This model inspired by Coursera deep learning online program. it is about trigger word detection, aka. wake/hot word detection. Like when you yell at Amazon Alexa or Google Home to wake them up. but it would be cool to do real time testing with your machine and start linking the model to another model (voice assistant model for example), so that's what are we trying to do.

For the sake of simplicity, let's take the word "Activate" as our trigger word.

The training dataset needs to be as similar to the real test environment as possible. For example, the model needs to be exposed to non-trigger words and background noise in the speech during training so it will not generate the trigger signal when we say other words or there is only background noise.

As you may expect training a good speech model requires a lot of labeled training samples. Do we just have to record each audio and label where the trigger words were spoken? Here is a simple trick to solve this problem.

We generate them!

First, we have 3 types of audio recordings,

  1. Recordings of different backgrounds audios. They might just as simple as two clips of background noise, 10 seconds each, coffee shop, and living room.

  2. Recordings of the trigger word "activate". They might be just you speaking the word 10 times in different tones, 1 second each.

  3. Recordings of the negative words. They might be you speaking other words like "baby", "coffee", 1 second for each recording.

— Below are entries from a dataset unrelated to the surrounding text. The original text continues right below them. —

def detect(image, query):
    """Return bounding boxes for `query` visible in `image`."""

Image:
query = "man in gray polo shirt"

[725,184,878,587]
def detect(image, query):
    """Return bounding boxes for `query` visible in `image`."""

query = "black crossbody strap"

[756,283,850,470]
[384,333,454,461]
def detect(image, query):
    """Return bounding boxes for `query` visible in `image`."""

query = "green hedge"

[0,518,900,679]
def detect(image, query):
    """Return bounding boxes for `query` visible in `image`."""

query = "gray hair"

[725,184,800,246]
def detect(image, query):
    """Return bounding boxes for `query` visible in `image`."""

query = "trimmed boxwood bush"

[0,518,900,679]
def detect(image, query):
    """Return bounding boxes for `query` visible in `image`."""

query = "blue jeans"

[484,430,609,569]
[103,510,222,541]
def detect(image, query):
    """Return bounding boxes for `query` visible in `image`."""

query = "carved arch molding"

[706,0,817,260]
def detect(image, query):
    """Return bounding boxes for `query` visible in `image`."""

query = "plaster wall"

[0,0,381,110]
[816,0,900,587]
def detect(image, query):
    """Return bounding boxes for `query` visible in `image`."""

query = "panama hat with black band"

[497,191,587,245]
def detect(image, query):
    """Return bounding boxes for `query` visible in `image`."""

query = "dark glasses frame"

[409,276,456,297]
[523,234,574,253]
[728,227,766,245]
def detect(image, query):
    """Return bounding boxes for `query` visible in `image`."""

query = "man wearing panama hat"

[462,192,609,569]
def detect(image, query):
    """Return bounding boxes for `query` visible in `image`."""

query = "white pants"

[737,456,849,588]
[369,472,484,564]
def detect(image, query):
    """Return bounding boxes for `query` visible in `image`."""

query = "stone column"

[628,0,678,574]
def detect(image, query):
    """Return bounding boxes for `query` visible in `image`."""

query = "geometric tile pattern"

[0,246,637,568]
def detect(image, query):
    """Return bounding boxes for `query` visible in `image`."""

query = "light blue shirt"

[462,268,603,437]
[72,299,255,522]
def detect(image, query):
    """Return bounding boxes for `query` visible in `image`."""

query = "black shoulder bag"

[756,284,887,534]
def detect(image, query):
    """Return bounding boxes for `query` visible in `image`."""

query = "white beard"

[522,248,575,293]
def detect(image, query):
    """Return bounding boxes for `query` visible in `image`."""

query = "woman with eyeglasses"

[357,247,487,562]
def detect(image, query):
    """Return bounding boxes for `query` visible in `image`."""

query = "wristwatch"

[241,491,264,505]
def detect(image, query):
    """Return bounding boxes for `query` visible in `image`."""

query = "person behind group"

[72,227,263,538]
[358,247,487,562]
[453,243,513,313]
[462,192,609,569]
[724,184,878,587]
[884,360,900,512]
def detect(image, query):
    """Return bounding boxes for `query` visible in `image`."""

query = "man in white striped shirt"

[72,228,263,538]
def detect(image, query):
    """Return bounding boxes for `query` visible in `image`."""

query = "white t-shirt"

Here is the step to generate the training input audio clips,

  • Pick a random 10-second background audio clip
  • Randomly overlay 0-4 audio clips of "activate" into this 10sec clip
  • Randomly overlay 0-2 audio clips of negative words into this 10sec clip

We choose overlay since we want to mix the spoken words with the background noise to sounds more realistic.

For the output labels, we want it to represent whether or not someone has just finished saying "activate".

We first initialize all timesteps of the output labels to "0"s. Then for each "activate" we overlayed, we also update the target labels by assigning the subsequent 50 timesteps to "1"s.

Why we have 50 timesteps "1"s?

Because if we only set 1 timestep after the "activate" to "1", there will be too many 0s in the target labels. It creates a very imbalanced training set.

It is a little bit of a hack to have 50 "1" but could make them a little bit easy to train the model. Here is an illustration to show you the idea.

For a clip which we have inserted "activate", "innocent", activate", "baby." Note that the positive labels "1" are associated only with the positive words.

The green/blueish plot is the spectrogram, which is the frequency representation of the audio wave over time. The x-axis is the time and y-axis is frequencies. The more yellow/bright the color is the more certain frequency is active (loud).

Our input data will be the spectrogram data for each generated audio. And the target will be the labels we created earlier.

Without further due, let's take a look at the model structure.

he 1D convolutional step inputs 5511 timesteps of the spectrogram (10 seconds), outputs a 1375 step output. It extracts low-level audio features similar to how 2D convolutions extract image features. Also helps speed up the model by reducing the number of timesteps.

The two GRU layers read the sequence of inputs from left to right, then ultimately uses a dense+sigmoid layer to make a prediction. Sigmoid make the range of each label between 0~1. Being 1, corresponding to the user having just said "activate".